It is well known that ordinary persistence on graphs can be computed more efficiently than the general persistence. Recently, it has been shown that zigzag persistence on graphs also exhibits similar behavior. Motivated by these results, we revisit graph persistence and propose efficient algorithms especially for local updates on filtrations, similar to what is done in ordinary persistence for computing the vineyard. We show that, for a filtration of length $m$, (i) switches (transpositions) in ordinary graph persistence can be done in $O(\log m)$ time; (ii) zigzag persistence on graphs can be computed in $O(m\log m)$ time, which improves a recent $O(m\log^4n)$ time algorithm assuming $n$, the size of the union of all graphs in the filtration, satisfies $n\in\Omega({m^\varepsilon})$ for any fixed $0<\varepsilon<1$; (iii) open-closed, closed-open, and closed-closed bars in dimension $0$ for graph zigzag persistence can be updated in $O(\log m)$ time, whereas the open-open bars in dimension $0$ and closed-closed bars in dimension $1$ can be done in $O(\sqrt{m}\,\log m)$ time.

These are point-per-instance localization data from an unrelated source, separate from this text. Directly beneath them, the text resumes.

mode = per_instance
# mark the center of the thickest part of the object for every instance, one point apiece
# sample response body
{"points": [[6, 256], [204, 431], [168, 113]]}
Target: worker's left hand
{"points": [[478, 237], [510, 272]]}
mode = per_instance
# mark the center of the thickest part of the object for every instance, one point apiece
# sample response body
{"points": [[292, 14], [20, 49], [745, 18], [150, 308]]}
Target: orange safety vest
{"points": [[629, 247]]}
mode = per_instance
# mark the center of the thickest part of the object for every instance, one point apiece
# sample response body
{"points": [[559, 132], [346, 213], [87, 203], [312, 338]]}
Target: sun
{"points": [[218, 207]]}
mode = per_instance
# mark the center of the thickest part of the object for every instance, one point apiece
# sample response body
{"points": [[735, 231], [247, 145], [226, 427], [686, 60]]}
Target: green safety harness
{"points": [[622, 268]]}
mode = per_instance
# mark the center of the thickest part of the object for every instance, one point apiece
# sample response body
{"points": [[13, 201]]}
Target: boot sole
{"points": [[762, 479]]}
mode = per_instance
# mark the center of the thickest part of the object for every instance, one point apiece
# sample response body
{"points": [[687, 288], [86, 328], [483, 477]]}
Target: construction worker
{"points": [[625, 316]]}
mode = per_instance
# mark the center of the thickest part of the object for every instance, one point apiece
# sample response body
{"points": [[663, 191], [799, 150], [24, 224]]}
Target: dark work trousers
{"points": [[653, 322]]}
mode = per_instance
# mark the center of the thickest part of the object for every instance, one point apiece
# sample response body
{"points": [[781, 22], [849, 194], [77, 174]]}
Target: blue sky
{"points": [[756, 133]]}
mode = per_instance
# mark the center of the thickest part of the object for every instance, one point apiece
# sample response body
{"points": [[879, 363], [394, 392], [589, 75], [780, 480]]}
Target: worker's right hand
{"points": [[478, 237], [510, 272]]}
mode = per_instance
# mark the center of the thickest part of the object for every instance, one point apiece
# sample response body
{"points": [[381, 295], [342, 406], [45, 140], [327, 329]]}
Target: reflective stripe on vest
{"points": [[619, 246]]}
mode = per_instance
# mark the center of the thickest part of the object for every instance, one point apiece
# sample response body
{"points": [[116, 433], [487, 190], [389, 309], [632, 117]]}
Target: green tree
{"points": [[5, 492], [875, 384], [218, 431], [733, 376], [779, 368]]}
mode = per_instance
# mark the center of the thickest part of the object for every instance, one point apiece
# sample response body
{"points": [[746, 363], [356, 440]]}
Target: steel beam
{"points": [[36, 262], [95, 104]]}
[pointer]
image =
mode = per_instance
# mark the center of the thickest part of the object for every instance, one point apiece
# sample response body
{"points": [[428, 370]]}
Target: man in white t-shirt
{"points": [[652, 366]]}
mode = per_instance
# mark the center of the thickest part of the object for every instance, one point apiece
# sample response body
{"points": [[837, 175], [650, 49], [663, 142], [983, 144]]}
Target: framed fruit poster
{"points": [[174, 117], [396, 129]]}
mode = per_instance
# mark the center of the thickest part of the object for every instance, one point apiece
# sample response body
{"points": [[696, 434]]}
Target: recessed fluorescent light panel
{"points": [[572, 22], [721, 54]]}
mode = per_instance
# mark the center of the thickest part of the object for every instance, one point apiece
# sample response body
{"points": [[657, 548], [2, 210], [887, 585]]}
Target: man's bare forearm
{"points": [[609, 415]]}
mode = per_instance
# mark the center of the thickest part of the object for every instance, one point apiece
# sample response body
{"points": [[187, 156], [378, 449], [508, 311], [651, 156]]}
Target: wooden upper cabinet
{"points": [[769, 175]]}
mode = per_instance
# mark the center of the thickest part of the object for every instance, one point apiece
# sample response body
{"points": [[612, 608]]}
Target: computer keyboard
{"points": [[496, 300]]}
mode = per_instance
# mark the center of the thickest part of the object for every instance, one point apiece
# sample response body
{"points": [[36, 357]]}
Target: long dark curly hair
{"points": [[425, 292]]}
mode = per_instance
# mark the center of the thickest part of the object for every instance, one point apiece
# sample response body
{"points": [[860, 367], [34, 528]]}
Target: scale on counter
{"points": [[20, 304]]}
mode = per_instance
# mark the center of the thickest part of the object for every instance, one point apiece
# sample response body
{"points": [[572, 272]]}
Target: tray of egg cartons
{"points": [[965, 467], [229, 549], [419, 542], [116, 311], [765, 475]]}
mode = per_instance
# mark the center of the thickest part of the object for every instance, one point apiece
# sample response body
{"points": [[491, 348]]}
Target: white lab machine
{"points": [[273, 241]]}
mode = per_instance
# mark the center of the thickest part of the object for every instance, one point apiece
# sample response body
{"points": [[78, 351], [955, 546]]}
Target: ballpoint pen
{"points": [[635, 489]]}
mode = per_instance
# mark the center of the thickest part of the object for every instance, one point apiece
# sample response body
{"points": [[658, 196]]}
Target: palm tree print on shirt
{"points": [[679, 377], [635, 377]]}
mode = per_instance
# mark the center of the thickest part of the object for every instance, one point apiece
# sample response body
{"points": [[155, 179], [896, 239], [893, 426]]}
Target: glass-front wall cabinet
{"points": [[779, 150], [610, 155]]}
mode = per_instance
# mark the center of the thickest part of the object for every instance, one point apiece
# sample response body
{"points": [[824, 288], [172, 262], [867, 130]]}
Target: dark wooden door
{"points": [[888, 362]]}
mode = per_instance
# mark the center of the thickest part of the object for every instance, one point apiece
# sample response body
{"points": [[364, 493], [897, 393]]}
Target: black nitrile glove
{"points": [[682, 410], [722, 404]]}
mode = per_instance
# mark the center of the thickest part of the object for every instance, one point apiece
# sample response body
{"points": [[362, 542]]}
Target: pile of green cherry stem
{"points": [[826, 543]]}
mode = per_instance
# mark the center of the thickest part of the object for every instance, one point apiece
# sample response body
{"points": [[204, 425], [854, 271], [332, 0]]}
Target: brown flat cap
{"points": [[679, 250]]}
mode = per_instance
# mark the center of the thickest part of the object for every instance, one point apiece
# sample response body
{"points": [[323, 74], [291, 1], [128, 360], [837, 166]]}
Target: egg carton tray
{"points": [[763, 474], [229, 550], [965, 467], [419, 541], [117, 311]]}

翻译：众所周知，图上的普通持久性计算比一般持久性更高效。近期研究表明，图上之字形持久性也展现出类似特性。受这些结果启发，我们重新审视图持久性，并针对过滤过程的局部更新提出高效算法，这类似于普通持久性中计算"葡萄园"的方法。我们证明：对于长度为$m$的过滤序列，(i) 普通图持久性中的交换操作（转置）可在$O(\log m)$时间内完成；(ii) 图上之字形持久性可在$O(m\log m)$时间内计算，这改进了近期一个$O(m\log^4n)$时间算法（假设过滤中所有图的并集大小$n$满足$n\in\Omega({m^\varepsilon})$，其中$0<\varepsilon<1$为任意固定值）；(iii) 图之字形持久性中0维的开闭、闭开及闭闭条可在$O(\log m)$时间内更新，而0维开开条与1维闭闭条可在$O(\sqrt{m}\,\log m)$时间内更新。